The Consumer Price Index (CPI) provides a broad measure of some countries living cost by periodically measuring changes in the price level of market basket of consumer goods and services purchased by households. Let \(I(t)\) with \(a\leq t \leq b\) describe the CPI of an economy between the years \(a\) and \(b\) as shown in Figure 4.3. Then we can determine the rate of change of \(I\) for some value \(c\) with \(a\lt c\lt b\) by calculating the derivative \(I'(c)\text{.}\) The relative rate of change of \(I(t)\) with respect to \(t\) at \(t=c\) is given by the quantity

\begin{equation*} \dfrac{I'(c)}{I(c)} \end{equation*}

and measures the inflation rate of the economy at \(t=c\text{.}\) We can also determine the rate of change of \(I'(c)\) for some value \(c\) with \(a\lt c\lt b\) by calculating the second derivative \(I''(c)\text{.}\) When \(I'(t)\) is positive and \(I''(t)\) is negative at \(t=c\) as determined in Example 4.21, then we deduce that the economy is experiencing inflation (the CPI is increasing) at \(t=c\text{,}\) but the rate at which inflation is growing is in fact slowing down. This is often used by a politician to claim that because inflation is slowing, the prices of goods and services are about to drop. A claim that is often false!
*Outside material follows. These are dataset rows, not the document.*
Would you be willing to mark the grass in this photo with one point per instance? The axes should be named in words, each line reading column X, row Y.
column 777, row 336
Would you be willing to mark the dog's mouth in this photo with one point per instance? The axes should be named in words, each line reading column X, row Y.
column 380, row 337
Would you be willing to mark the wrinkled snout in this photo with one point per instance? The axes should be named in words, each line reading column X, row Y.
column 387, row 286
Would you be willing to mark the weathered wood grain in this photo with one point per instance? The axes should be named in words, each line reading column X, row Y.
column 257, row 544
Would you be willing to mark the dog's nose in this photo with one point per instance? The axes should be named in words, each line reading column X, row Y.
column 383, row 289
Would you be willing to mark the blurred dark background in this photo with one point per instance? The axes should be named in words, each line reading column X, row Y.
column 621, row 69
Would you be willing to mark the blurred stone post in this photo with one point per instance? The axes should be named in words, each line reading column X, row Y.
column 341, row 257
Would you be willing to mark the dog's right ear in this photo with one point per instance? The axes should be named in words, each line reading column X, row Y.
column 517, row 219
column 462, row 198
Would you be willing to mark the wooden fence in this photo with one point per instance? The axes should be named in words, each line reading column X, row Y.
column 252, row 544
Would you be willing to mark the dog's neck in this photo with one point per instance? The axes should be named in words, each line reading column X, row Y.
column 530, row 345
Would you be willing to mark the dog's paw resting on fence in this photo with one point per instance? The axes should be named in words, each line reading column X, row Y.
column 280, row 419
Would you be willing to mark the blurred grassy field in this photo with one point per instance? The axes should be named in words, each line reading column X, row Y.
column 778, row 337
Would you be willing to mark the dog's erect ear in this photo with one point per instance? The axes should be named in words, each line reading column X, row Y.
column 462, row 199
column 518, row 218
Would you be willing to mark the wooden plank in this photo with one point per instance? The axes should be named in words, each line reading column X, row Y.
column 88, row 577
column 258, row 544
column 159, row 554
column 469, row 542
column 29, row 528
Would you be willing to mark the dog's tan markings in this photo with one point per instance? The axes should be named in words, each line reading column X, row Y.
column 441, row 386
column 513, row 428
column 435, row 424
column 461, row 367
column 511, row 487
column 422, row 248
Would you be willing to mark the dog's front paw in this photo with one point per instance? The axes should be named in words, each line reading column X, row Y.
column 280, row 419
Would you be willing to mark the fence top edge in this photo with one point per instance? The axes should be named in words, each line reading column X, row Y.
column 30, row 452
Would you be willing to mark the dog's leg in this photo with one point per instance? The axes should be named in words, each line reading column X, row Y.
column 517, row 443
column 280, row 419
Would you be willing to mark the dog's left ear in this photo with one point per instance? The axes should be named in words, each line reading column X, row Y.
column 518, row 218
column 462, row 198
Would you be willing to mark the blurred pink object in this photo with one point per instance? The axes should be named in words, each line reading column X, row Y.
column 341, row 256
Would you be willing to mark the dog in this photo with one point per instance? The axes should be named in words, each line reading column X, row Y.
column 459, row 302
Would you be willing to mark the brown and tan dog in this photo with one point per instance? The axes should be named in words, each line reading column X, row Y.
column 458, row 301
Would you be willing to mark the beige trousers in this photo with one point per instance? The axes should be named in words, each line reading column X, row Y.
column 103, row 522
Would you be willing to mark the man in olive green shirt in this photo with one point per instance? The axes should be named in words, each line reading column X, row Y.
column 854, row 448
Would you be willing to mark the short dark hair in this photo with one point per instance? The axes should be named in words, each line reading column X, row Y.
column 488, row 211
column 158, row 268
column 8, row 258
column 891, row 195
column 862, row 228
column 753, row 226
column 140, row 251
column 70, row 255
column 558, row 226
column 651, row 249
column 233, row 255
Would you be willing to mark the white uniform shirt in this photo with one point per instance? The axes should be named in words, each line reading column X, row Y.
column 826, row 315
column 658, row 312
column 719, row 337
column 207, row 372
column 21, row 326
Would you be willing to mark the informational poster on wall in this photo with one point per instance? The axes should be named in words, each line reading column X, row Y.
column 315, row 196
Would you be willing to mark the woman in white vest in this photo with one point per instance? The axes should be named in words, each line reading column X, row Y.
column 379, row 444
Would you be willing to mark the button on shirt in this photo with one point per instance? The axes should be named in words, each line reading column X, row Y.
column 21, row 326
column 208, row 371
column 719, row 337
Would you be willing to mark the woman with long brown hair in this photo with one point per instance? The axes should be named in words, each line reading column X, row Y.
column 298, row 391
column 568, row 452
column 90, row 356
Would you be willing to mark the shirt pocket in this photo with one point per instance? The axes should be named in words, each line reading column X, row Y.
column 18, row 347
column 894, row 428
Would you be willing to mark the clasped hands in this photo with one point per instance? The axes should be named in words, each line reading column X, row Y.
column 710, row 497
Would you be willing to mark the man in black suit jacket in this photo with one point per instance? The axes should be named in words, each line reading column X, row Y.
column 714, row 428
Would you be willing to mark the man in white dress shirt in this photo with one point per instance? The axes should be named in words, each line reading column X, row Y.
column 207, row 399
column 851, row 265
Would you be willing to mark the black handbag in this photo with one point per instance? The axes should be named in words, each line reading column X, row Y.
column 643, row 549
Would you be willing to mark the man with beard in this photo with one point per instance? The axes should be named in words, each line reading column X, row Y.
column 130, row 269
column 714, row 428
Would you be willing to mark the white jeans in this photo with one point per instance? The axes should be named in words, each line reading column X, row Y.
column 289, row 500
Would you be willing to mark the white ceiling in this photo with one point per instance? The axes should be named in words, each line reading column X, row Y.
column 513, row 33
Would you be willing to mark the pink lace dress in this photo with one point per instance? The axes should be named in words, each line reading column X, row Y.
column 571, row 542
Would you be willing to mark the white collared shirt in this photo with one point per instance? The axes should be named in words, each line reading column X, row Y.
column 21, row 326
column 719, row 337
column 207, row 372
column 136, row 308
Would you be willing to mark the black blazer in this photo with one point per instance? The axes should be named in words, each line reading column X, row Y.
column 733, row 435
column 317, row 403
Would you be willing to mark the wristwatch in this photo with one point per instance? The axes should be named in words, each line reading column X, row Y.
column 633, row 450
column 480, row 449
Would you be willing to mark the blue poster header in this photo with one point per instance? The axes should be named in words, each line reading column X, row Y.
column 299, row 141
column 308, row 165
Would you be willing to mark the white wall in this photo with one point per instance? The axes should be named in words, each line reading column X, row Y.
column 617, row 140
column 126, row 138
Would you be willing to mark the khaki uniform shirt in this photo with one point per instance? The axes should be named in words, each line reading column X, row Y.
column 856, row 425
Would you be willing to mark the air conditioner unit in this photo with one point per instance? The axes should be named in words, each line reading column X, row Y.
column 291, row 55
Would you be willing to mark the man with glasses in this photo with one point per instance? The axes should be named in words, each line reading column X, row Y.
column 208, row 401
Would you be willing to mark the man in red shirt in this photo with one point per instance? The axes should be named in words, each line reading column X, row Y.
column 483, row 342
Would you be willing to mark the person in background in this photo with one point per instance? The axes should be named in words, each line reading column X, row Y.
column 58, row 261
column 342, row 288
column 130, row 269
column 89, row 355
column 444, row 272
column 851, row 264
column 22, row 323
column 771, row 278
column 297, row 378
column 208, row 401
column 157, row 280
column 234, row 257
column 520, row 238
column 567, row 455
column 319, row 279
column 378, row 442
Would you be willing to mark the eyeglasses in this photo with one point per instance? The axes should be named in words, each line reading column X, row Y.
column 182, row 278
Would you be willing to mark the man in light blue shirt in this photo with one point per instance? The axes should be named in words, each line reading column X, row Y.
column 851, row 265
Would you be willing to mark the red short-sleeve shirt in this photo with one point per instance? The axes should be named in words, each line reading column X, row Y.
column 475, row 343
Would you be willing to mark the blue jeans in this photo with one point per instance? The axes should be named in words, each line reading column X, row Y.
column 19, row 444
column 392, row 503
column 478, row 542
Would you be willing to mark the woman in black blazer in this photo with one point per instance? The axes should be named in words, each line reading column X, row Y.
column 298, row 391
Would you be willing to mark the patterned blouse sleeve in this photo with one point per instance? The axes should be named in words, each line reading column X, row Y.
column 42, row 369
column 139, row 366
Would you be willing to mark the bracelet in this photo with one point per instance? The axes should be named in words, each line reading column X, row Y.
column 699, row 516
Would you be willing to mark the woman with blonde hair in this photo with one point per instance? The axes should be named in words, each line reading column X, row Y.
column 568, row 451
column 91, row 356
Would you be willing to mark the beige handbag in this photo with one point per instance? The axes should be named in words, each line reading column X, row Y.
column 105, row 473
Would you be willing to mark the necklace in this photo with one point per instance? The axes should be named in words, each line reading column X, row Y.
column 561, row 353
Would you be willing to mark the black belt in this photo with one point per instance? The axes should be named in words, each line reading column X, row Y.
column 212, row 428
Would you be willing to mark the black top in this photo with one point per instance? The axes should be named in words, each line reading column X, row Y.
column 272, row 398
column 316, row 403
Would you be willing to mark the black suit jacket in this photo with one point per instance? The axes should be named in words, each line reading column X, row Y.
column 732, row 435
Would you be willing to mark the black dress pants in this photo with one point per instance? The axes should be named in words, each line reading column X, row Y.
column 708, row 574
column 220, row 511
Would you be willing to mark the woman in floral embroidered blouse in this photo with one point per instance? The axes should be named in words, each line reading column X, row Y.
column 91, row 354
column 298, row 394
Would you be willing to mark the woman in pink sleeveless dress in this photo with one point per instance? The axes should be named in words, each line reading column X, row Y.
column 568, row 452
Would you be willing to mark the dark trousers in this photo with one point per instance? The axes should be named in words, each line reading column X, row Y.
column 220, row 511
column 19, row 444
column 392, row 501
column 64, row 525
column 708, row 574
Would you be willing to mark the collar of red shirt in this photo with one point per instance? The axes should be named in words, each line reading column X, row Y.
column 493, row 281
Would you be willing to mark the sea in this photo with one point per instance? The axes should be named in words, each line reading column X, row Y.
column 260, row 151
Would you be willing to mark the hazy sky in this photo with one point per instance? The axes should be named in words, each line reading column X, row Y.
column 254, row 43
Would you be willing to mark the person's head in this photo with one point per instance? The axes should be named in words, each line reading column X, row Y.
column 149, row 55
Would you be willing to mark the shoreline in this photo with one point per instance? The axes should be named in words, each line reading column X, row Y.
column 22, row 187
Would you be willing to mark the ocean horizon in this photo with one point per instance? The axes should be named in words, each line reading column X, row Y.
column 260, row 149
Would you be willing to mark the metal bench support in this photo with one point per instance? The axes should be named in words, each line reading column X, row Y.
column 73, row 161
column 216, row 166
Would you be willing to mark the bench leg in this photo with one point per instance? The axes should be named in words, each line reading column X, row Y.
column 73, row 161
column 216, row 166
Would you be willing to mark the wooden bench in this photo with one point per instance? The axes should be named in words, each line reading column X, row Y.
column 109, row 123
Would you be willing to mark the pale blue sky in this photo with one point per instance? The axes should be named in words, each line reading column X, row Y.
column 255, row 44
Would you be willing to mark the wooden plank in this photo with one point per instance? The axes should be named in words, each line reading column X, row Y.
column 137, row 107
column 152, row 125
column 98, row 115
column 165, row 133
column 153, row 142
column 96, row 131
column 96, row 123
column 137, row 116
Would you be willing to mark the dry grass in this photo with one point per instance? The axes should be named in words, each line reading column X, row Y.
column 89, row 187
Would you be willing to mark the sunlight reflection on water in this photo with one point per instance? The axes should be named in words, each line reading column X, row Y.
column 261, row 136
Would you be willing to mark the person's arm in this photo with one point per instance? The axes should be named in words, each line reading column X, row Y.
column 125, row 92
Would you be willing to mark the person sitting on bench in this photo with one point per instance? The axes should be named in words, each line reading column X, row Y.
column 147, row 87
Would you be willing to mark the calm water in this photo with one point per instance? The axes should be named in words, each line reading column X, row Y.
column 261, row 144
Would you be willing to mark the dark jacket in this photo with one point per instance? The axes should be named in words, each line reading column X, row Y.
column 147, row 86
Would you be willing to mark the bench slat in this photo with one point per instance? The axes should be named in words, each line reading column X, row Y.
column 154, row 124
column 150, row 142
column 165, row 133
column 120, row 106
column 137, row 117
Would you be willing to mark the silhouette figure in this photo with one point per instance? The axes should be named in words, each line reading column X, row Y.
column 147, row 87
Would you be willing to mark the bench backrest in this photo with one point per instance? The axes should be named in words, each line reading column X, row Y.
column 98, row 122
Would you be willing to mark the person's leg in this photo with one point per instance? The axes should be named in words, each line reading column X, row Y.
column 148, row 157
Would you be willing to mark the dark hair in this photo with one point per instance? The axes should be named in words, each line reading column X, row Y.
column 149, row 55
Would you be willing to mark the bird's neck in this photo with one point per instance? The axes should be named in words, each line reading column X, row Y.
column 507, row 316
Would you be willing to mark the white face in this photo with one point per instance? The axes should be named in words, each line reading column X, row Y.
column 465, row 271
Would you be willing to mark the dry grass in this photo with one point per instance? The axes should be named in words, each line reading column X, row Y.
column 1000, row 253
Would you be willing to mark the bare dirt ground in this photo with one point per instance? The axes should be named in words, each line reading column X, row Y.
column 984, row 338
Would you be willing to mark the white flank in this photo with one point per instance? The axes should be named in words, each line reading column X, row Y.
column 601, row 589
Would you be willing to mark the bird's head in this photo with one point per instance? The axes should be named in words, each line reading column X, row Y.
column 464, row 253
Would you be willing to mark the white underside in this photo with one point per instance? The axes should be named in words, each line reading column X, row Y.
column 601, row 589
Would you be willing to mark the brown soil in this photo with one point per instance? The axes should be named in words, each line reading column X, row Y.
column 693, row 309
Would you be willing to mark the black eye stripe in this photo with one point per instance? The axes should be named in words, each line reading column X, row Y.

Figure 4.3. The CPI of a certain economy, \(I(t)\text{,}\) shown from year \(a\) to year \(b\text{.}\)
Example 4.22. Working with CPI.

Suppose the function

\begin{equation*} I(t) = -0.2t^{3} + 3t^{2} + 100 \ \ \ (0 \leq t \leq 9) \end{equation*}

gives the CPI of an economy, where \(t = 0\) corresponds to the beginning of \(1995\text{.}\)

  1. Determine \(I'(t)\) using the definition of the derivative.

  2. Determine the inflation rate at the beginning of \(2001\) (\(t=6\)).

  3. Determine \(I''(t)\) from \(I'(t)\) using the definition of the derivative.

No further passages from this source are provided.